全国中小建設業協会 ブロック別意見交換会(1)中部

 全国中小建設業協会(全中建、河ア茂会長)は9月18日、国土交通省と建設業界の課題について意見を交わす「2025年度全国ブロック別意見交換会」をスタートさせた。初弾となった中部ブロックの意見交換会を同日、名古屋市で開催。中部エリアからは愛知県土木研究会、静岡県中小建設業協会、愛知県舗装技術研究会、愛知県建築技術研究会が参加した。国は各会の質問に答えた上で、技能者の賃上げや、猛暑日を考慮した工期設定、市町村で取り組みの遅れが目立つ週休2日などについて、働き掛けを強化していく考えを示した。

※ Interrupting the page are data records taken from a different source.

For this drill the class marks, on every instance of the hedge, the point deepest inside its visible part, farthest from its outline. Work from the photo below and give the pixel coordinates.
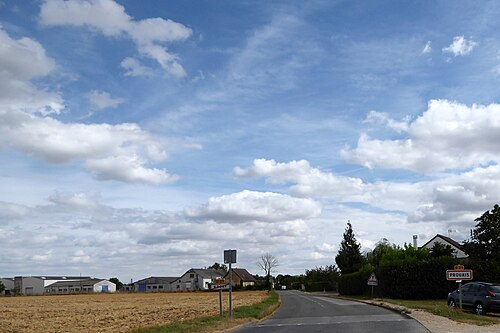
(355, 283)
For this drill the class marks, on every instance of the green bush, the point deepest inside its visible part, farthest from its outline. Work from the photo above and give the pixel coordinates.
(486, 271)
(416, 279)
(355, 283)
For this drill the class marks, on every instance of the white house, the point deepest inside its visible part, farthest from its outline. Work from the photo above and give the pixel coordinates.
(154, 284)
(8, 284)
(81, 286)
(459, 252)
(197, 279)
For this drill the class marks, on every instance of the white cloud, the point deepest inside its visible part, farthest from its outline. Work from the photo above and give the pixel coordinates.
(384, 118)
(134, 68)
(118, 152)
(128, 168)
(427, 48)
(108, 17)
(103, 100)
(23, 60)
(256, 206)
(307, 181)
(460, 46)
(447, 136)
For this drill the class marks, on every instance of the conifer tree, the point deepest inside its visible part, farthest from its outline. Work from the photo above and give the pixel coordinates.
(349, 258)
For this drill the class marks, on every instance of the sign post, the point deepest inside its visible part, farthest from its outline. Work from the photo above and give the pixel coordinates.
(373, 281)
(230, 258)
(458, 274)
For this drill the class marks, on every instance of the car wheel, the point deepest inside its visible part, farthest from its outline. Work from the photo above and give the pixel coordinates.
(451, 303)
(479, 309)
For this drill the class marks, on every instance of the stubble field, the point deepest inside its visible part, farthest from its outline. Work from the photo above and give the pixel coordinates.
(107, 313)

 河ア会長は開会のあいさつで、公共事業予算の確保、建設業の賃上げなどの要望事項に触れ、「地域の守り手として中小建設業界が安定経営を営むことができ、その役割を果たし続けられるような対応をお願いしている」と説明。その上で「若者から選ばれる建設業、地域に貢献できる地場産業となるための基盤づくりが必要だ」と訴えた。続いて、開催地を代表してあいさつした愛知県土木研究会の大矢伸明会長は、人材不足や資材高騰、デジタル対応の遅れなど、適正な利益を上げることができない経営環境に触れるとともに「豪雨など自然災害に対し、地域の建設業が第一線で立ち向かっている」とし、「今後も地域の安全・安心を守るために、企業経営の基盤づくりが必要。国などの協力をいただきながら両輪でいい方向に努めていきたい」と述べた。
 これを受けて、国交省不動産・建設経済局入札制度企画指導室の酒井大斗課長補佐は「建設業行政の課題」を解説する中で、設計労務単価の13年連続の上昇、建設業団体との賃上げなどの申し合わせに触れ、「労務単価と賃上げを両輪で取り組む」と説明。その他、ダンピング対策や、市町村における週休2日工事等実施の働き掛け、第三次・担い手3法に係る労働者の処遇改善の取り組みなどを紹介した。
 さらに、本年度からの取り組みとして、「地域の中小建設業の現況」を大矢会長が説明。人手不足の深刻化、賃金の引き上げなど7項目について、地域の建設業が置かれた現状を解説した。
 各会の意見では、土木研究会が働き方改革に向けた環境整備として▽下請け企業の賃金形態の月給制の検討▽最低制限価格率等の予定価格の95%以上への引き上げ▽市町村・民間工事に対する週休2日制取り組みの指導・働き掛け▽提出資料の簡素化とデータの提出―などを要請。舗装技術研究会は▽超過酷となる夏場の舗装工事における熱中症対策▽繰越明許費の明示による適正工期の確保―などを、建築技術研究会は▽適正な予定価格の設定▽余裕期間制度の活用―などを求めた。